Note that RXTE data are currently archived in a complicated data format (yes,
it's FITS format, but it is not straightforward to extract the useful data).
If you plan to work witn RXTE data, you should plan to use the
FTOOLS
software package.
See the Compton Gamma
Ray Observatory(CGRO) Science Support Center web page. The CGRO contains 4
scientific instruments to investigate the universe at gamma-ray energies
(greater than about 100 keV). These are the
These data are not easy to analyze, for technical reasons,
and novices are dissuaded from trying to
use then during the short (3.5 week) lab session. However, feel free to try,
but read the documentation at these sites first!

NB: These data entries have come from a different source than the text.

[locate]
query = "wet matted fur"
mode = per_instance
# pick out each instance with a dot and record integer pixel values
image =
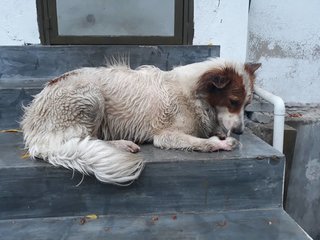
(91, 119)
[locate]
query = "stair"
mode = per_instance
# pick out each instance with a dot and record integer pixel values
(180, 195)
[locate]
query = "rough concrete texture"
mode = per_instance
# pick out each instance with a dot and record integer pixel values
(282, 36)
(18, 21)
(303, 197)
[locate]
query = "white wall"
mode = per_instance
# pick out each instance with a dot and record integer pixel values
(285, 37)
(224, 23)
(18, 22)
(216, 22)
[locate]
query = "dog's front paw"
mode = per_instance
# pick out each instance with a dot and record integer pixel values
(229, 143)
(128, 146)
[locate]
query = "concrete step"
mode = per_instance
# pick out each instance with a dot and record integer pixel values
(260, 224)
(173, 181)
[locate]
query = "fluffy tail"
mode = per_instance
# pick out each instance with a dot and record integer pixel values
(91, 156)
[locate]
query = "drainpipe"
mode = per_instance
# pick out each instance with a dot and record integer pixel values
(279, 113)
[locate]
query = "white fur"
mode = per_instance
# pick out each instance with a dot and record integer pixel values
(65, 122)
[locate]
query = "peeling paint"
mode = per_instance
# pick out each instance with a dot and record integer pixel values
(313, 170)
(260, 46)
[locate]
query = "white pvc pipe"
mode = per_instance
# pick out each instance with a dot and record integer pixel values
(279, 113)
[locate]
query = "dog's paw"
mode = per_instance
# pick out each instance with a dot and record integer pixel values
(227, 144)
(128, 146)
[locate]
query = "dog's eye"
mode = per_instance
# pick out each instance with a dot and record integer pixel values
(234, 103)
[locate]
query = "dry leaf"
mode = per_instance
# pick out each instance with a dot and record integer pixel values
(11, 131)
(25, 155)
(92, 217)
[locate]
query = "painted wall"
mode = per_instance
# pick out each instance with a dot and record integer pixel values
(18, 22)
(224, 23)
(285, 37)
(211, 17)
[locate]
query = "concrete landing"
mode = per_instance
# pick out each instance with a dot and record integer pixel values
(272, 224)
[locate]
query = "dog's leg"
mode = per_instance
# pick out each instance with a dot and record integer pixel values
(128, 146)
(179, 140)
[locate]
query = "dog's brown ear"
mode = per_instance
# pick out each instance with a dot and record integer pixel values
(251, 67)
(219, 81)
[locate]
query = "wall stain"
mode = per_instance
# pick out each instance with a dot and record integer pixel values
(259, 46)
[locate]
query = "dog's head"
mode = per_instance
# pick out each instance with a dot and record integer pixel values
(228, 87)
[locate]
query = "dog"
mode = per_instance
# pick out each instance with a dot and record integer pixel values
(91, 119)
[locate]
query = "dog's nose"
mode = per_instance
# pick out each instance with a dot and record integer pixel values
(237, 130)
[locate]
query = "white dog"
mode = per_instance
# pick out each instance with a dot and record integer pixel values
(86, 118)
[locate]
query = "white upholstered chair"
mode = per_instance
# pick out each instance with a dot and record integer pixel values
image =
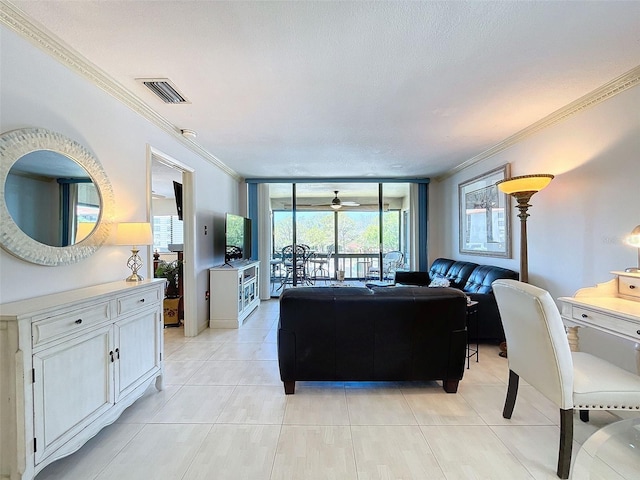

The CHANDRA X-ray observatory
(formerly AXAF, the Advanced X-ray Astronomy Facility) was
successfully placed into orbit in July 1999. CHANDRA is the third in NASA's
series of Great Observatories, and is the X-ray equivalent of the Hubble Space
Telescope. It will return images with 0.5 arcsec spatial resolution,
and has a transmission grating spectrometer to get spectra with resolutions
up to 1000. The detectors are ACIS, the AXAF CCD Imaging Spectrograph,
and HRC, the High Resolution Camera.
Orbital checkout/science
verification is now underway. There are no data in the archives as of September
1999 - but come back next year.
FUSE, the Far Ultraviolet Spectroscopic
Explorer, was placed into orbit on June 24 1999. FUSE is designed to obtain
high resolution (R = 30,000) spectra in the astrophysically-important, but
obervationally-difficult 912-1200 Angstrom region.
FUSE is currently undergoing
orbital checkout and science verification. There are no data in the archives
as of September 1999 - but come back next year.